Analyzing Price Action and Support Levels

As of the latest updates, HYPE has shown signs of slight recovery, with prices teasing the $25 mark. However, key analysts suggest that a more substantial bullish reversal will only materialize if the token decisively reclaims support at $28. Historical price actions provide a useful perspective; during previous downturns, such as in Q1 2025 when HYPE hit the average buyback price around $13, strong upward momentum followed. Current market conditions are similarly approaching this critical average price, giving investors hope for a rebound.
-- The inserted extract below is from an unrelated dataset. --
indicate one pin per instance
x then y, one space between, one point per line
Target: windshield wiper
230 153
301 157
The Larger Market Landscape

Overall, the potential for a bullish recovery for HYPE is intertwined with a broader market sentiment reset. Factors such as Bitcoin’s recent vulnerabilities could influence HYPE’s upside momentum, especially as the market braces for future token unlock events. Hyperliquid Labs must navigate these complex dynamics, balancing community expectations with the realities of market mechanics to maintain investor confidence during challenging times.

Conclusion: Moving Forward with Caution and Optimism

In summary, Hyperliquid Labs’ clarification regarding the insider sell-off allegations and their strict policies against trading show a commitment to integrity and longevity in the cryptocurrency ecosystem. The approved token burns represent a significant step towards deflation and sustainability while addressing market concerns. As speculative interest fluctuates and market conditions evolve, the potential for HYPE’s recovery remains within reach, contingent upon broader market improvements and strategic execution by Hyperliquid Labs. As always, investors are advised to remain vigilant and informed as they navigate these tumultuous waters.